Gov. Steve Beshear, whose father and grandfather were reportedly both ministers and who identifies as a Baptist, told Casey County clerk Casey Davis on Thursday those were his two choices.
Davis is one of three clerks in the state who has objected to issuing the licenses because of their Christian convictions. He met with the governor this week to outline his concerns and his convictions not to facilitate the sins of others. During the meeting, approximately 50 of Davis’ friends and family members gathered to pray at the capitol rotunda.
According to the Herald Leader, state Sen. Albert Robinson, R-London, was among his supporters.
“God first created one man and one woman to raise a family,” Robinson told the outlet. “He did not create two men or two women together.”
But despite the effort, Davis said that he was told by Beshear that he must either issue the licenses or step down.
“This morning, I advised Mr. Davis that I respect his right to his own personal beliefs regarding same-sex marriages,” Beshear wrote in a statement following the meeting. “However, when he was elected, he took a constitutional oath to uphold the United States Constitution. According to the United States Supreme Court, the Constitution now requires that governmental officials in Kentucky and elsewhere must recognize same-sex marriages as valid and allow them to take place.”
“One of Mr.
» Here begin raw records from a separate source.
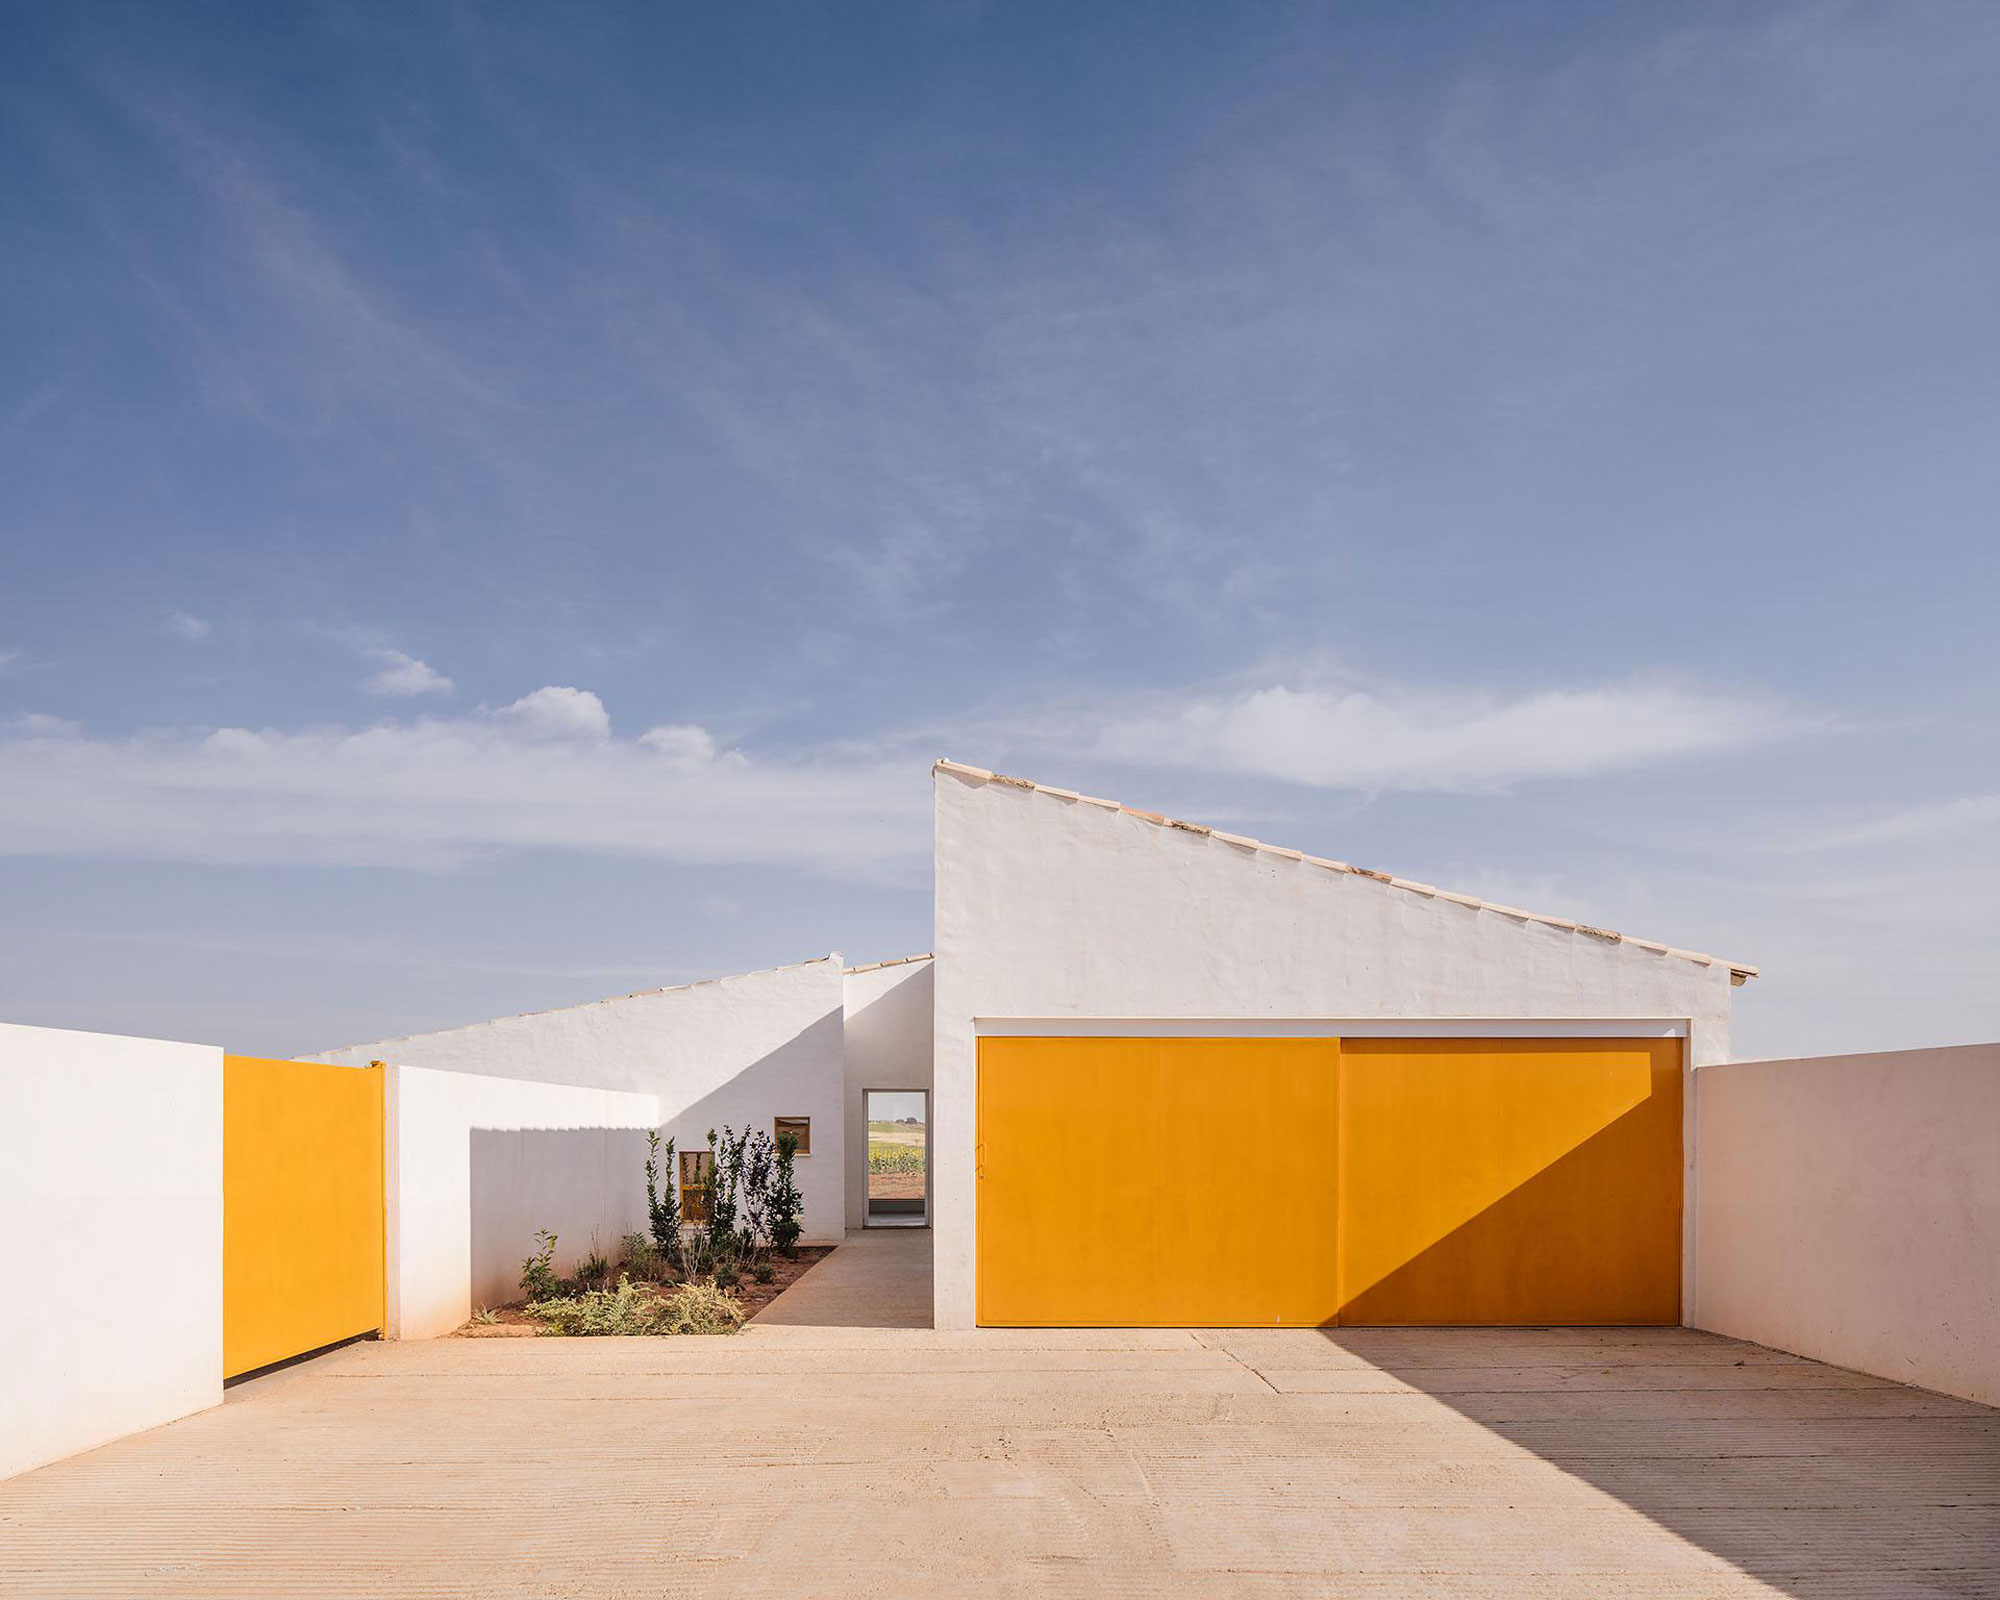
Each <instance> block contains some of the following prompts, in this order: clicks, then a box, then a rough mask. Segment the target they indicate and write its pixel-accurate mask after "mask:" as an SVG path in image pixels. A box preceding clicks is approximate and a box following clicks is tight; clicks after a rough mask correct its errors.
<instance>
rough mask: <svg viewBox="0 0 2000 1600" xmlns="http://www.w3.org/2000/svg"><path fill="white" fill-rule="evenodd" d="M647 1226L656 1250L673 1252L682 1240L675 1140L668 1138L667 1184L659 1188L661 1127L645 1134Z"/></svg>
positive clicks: (667, 1143)
mask: <svg viewBox="0 0 2000 1600" xmlns="http://www.w3.org/2000/svg"><path fill="white" fill-rule="evenodd" d="M646 1228H648V1230H650V1232H652V1246H654V1250H658V1252H660V1254H662V1256H672V1254H674V1250H676V1246H678V1244H680V1188H678V1176H676V1172H674V1140H668V1142H666V1188H664V1190H662V1188H660V1130H658V1128H656V1130H652V1132H650V1134H646ZM628 1254H630V1252H628Z"/></svg>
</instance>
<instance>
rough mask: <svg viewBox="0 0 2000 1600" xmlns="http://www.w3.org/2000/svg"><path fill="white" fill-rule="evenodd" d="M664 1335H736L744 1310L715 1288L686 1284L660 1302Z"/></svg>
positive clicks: (708, 1284) (741, 1307)
mask: <svg viewBox="0 0 2000 1600" xmlns="http://www.w3.org/2000/svg"><path fill="white" fill-rule="evenodd" d="M660 1322H662V1328H660V1332H662V1334H734V1332H736V1330H738V1328H742V1326H744V1308H742V1302H740V1300H738V1298H736V1296H734V1294H726V1292H724V1290H720V1288H716V1286H714V1284H682V1286H680V1288H676V1290H672V1292H670V1294H668V1296H666V1298H664V1300H662V1302H660Z"/></svg>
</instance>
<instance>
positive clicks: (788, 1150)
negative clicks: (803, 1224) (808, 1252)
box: [770, 1134, 804, 1256]
mask: <svg viewBox="0 0 2000 1600" xmlns="http://www.w3.org/2000/svg"><path fill="white" fill-rule="evenodd" d="M796 1156H798V1140H796V1138H792V1136H790V1134H780V1136H778V1172H776V1176H774V1178H772V1186H770V1242H772V1244H774V1246H778V1250H780V1252H782V1254H786V1256H796V1254H798V1236H800V1234H802V1232H804V1228H802V1226H800V1220H798V1216H800V1212H802V1210H804V1200H800V1194H798V1184H796V1182H794V1176H792V1160H794V1158H796Z"/></svg>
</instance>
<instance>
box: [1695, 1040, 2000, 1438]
mask: <svg viewBox="0 0 2000 1600" xmlns="http://www.w3.org/2000/svg"><path fill="white" fill-rule="evenodd" d="M1698 1082H1700V1090H1702V1092H1700V1100H1698V1104H1696V1144H1698V1148H1700V1154H1702V1190H1700V1200H1698V1216H1696V1226H1698V1234H1700V1256H1698V1260H1700V1320H1698V1322H1696V1326H1700V1328H1710V1330H1714V1332H1718V1334H1730V1336H1732V1338H1748V1340H1754V1342H1758V1344H1770V1346H1776V1348H1780V1350H1794V1352H1798V1354H1800V1356H1812V1358H1814V1360H1822V1362H1834V1364H1836V1366H1852V1368H1858V1370H1862V1372H1874V1374H1876V1376H1882V1378H1896V1380H1898V1382H1908V1384H1922V1386H1924V1388H1936V1390H1944V1392H1946V1394H1960V1396H1964V1398H1966V1400H1980V1402H1984V1404H1988V1406H2000V1044H1968V1046H1960V1048H1950V1050H1888V1052H1882V1054H1866V1056H1818V1058H1806V1060H1776V1062H1730V1064H1726V1066H1710V1068H1704V1070H1702V1072H1700V1074H1698Z"/></svg>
Davis’ duties as county court clerk is to issue marriage licenses, and the Supreme Court now says that the United States Constitution requires those marriage licenses to be issued regardless of gender,” he added.
Davis and others had urged the governor to call a special legislative session to pass a law that would provide protections for people of faith, but Beshear declined, stating that he did not think it was worth the $60,0000 a day expense of the session.
But Davis disagreed, opining, “What cost do you put on freedom?”
Davis says that he is disappointed in the results of meeting, but is standing his ground and is refusing to neither issue the licenses or quit his job.
“I’m going to be not wise in mine own eyes,” he told the Associated Press, referring to a Scripture in the book of Proverbs. “I’m going to fear the Lord and depart from evil.”
Davis stated that while he has been concerned about the possibility of a lawsuit, he is learning to “lean on the Lord.” He also remarked to reporters that he is willing to go to jail for his Christian convictions if need be.
“If that’s what it takes for me to express the freedom of religion that I believe I was born with, I’m willing to do that,” he said.
Three other Kentucky clerks, Kenny Brown in Boone County, Kim Davis in Rowan County and Jason Denny in Anderson County, have likewise expressed their objections to issuing the licenses due to their Christian convictions.